Saturday, May 04, 2002

ZDNet: Tech Update: Security / A world without secrets
Today, few legal restrictions exist on the collection and use of private information, outside of the health care and financial services industries. In his book, entitled "World Without Secrets: Business, Crime and Privacy in the Age of Ubiquitous Computing" (Wiley, $27.95), Hunter posits that advances over the next decade in high bandwidth wireless communications, intelligent miniaturized monitors, semantic analysis, and natural language processing will render our lives and institutions transparent and subject to who knows what kind of scrutiny--depending on who wields the power or can parse the petabytes of data. Trust will become a cherished commodity.

…Hunter described his notion of network armies as individuals linked by ideology, not geography, and whose communications are public and instant via the Internet. The armies may have disparate agendas, but are united for a common goal, often against a common enemy. Uncharacteristic of most institutions in the public or private sector, network armies have influencers but no formal leadership structure.

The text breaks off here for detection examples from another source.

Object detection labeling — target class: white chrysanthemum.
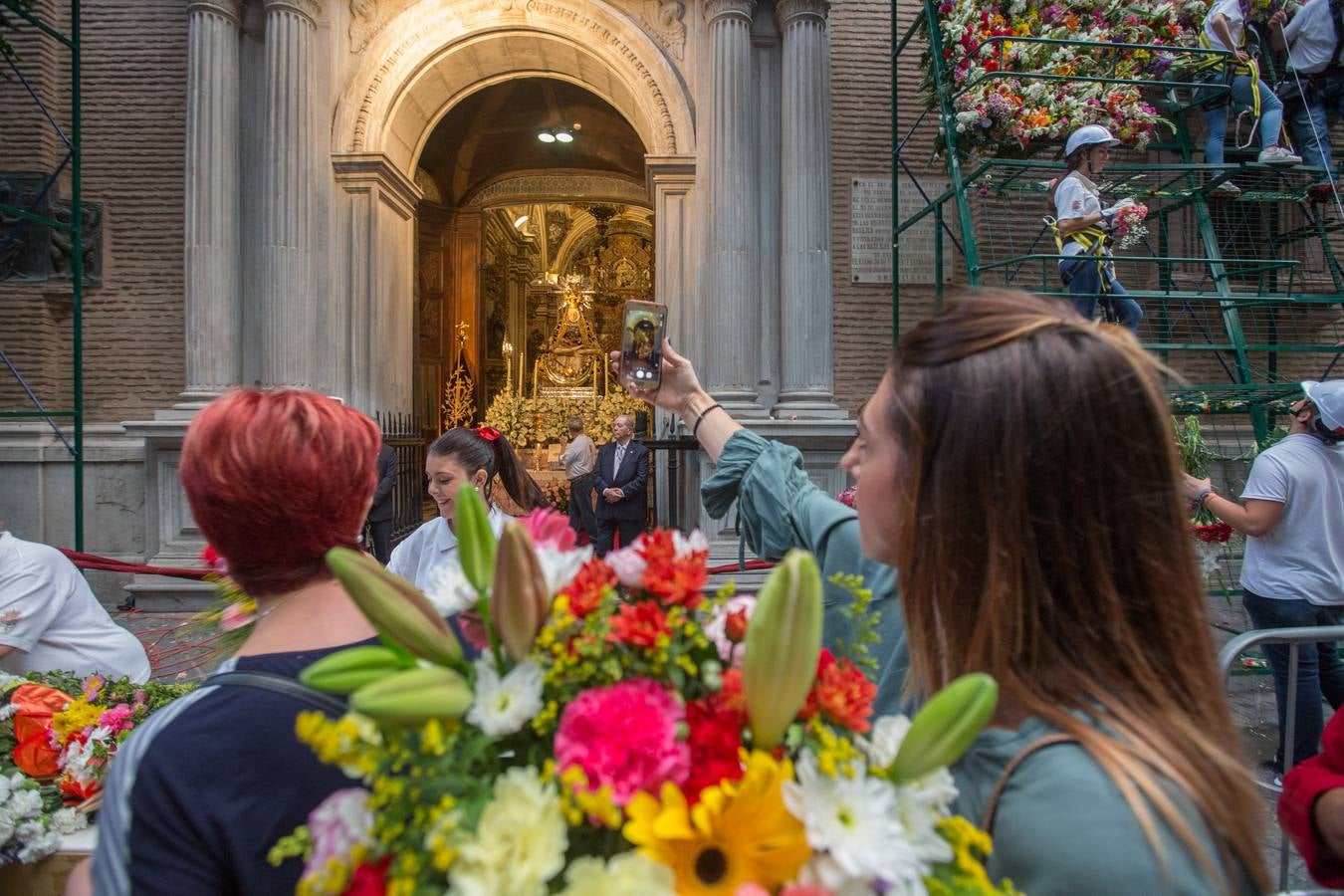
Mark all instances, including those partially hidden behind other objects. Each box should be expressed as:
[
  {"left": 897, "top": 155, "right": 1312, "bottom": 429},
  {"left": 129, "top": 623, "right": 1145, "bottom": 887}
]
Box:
[
  {"left": 560, "top": 853, "right": 676, "bottom": 896},
  {"left": 448, "top": 767, "right": 568, "bottom": 896},
  {"left": 51, "top": 806, "right": 89, "bottom": 837},
  {"left": 425, "top": 560, "right": 479, "bottom": 616},
  {"left": 784, "top": 751, "right": 930, "bottom": 884},
  {"left": 466, "top": 657, "right": 545, "bottom": 738},
  {"left": 537, "top": 547, "right": 592, "bottom": 593}
]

His poster child for the evil network army is the infamous Al Qaeda, and the good exemplified by the Open Source movement. In the case of the Open Source movement, Hunter claims it is built on the notion that "software shouldn't suck," and has a well developed structure consisting of four influencers, six distributors, 250 project leaders (of which 20 play major roles), and 750,000 participants. The movement is galvanized by Microsoft, which has not been favorably disposed toward Open Source and Linux, as its nemesis.

In the future, these armies will become more sophisticated and sprout like weeds, spontaneously adapting to the environment. Hunter admonishes individuals and businesses to avoid becoming the nemesis of a network army, especially one that is malignant. "You can't negotiate your self out of war with a network army," Hunter said. "There is no one to negotiate with."